A system is designed with a flow rate of 225 gpm of water at 60 F flowing through 6" schedule 40 pipe. A long-radius nozzle flow has been requested. A measured head loss of 4 feet is the design measurement, with 1D upstream and 1/2D downstream taps.
Find the required diameter of the nozzle.
In [1]:
from fluids.units import *
from math import pi
mu = 1.1*u.cP
rho = 62.364*u.lb/u.ft**3
NPS, Di, Do, t = nearest_pipe(NPS=6, schedule='40')
A = 0.25*pi*Di*Di
dP = 4*u.feet_H2O
P1 = 10*u.bar # assumed, not very important
P2 = P1 - dP
k = 1.3 # not important
Q = 225*u.gal/u.min
m = Q*rho
In [2]:
Do = differential_pressure_meter_solver(D=Di, rho=rho, mu=mu, k=k, P1=P1, P2=P2,
m=m, meter_type='long radius nozzle',
taps='D')
print('Nozzle diameter found to be %s.' %(Do.to(u.inch)))
The solution given in Crane is 2.40 inches after two iterations and has an error of 0.4 gpm, whereas the answer above has almost zero theoretical error.

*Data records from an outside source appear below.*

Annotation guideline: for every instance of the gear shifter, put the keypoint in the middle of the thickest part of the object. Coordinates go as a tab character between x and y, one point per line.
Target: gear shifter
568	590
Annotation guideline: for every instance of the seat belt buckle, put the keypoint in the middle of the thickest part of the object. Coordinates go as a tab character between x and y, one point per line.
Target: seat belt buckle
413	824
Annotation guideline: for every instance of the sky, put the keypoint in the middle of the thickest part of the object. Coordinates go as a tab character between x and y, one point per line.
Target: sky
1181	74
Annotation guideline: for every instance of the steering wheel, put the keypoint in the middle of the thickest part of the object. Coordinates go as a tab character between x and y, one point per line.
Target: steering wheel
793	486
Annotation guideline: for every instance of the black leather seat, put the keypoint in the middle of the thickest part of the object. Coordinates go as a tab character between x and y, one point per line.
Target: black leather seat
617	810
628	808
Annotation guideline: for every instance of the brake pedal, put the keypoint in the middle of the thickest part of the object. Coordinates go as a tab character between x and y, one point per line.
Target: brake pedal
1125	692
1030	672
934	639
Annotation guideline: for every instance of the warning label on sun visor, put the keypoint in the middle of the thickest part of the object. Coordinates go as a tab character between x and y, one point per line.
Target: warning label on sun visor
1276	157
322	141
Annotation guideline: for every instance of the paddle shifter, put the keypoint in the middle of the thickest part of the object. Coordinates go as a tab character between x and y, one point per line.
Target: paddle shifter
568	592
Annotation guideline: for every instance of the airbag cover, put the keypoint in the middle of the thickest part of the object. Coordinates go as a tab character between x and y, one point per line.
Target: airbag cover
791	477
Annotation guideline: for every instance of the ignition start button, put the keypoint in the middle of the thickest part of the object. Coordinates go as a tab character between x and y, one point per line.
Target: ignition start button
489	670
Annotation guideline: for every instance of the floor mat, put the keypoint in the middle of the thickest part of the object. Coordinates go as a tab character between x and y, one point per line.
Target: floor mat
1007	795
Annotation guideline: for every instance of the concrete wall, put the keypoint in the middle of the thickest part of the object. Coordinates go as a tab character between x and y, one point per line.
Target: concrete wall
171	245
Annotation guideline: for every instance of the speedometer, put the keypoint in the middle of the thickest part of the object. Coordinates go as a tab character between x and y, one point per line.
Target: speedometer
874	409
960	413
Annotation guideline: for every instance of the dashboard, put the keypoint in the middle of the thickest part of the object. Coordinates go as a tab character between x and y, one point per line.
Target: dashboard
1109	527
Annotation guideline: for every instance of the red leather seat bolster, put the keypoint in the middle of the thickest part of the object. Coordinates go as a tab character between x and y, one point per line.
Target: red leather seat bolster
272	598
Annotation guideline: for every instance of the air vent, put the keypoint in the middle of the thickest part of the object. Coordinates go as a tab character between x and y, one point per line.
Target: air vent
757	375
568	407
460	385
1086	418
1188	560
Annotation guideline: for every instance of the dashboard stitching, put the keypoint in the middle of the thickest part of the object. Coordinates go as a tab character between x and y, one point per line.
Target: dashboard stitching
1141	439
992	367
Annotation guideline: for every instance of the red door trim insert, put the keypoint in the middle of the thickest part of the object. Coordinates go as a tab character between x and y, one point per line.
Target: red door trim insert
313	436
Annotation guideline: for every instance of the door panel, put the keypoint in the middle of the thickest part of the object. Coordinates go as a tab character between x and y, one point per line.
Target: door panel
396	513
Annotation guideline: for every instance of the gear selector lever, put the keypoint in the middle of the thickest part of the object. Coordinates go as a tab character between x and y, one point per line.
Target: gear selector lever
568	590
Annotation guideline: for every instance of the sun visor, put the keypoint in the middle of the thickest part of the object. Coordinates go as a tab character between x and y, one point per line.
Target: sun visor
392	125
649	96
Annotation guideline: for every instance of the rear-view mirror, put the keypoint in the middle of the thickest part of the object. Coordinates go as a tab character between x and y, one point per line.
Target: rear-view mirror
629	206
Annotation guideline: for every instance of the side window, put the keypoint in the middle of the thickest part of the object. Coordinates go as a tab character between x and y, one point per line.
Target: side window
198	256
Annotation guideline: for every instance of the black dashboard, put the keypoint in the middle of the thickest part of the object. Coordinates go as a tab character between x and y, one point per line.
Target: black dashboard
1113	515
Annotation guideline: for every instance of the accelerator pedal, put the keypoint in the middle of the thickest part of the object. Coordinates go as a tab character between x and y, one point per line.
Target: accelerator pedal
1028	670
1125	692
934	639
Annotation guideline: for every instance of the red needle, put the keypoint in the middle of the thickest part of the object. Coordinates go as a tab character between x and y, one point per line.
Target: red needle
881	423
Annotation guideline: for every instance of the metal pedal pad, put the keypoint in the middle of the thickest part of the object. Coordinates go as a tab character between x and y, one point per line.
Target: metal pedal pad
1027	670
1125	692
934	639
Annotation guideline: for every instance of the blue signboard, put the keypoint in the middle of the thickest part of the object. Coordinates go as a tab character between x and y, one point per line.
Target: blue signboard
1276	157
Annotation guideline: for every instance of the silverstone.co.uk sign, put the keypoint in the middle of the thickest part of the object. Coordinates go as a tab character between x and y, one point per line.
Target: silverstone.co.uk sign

The Non-recoverable pressure drop (NRPD) is the permanent pressure drop associated with the flow through the measurement device. Find the NPRD for example 7.30.
In [3]:
C, epsilon = differential_pressure_meter_C_epsilon(D=Di, D2=Do, m=m, P1=P1, P2=P2, rho=rho, mu=mu, k=k,
meter_type='long radius nozzle')
C
Out[3]:
In [4]:
dP = differential_pressure_meter_dP(D=Di, D2=Do, P1=P1, P2=P2, C=C,
meter_type='long radius nozzle')
dP.to(u.psi)
Out[4]:
The solution given in Crane is 1.272 psi.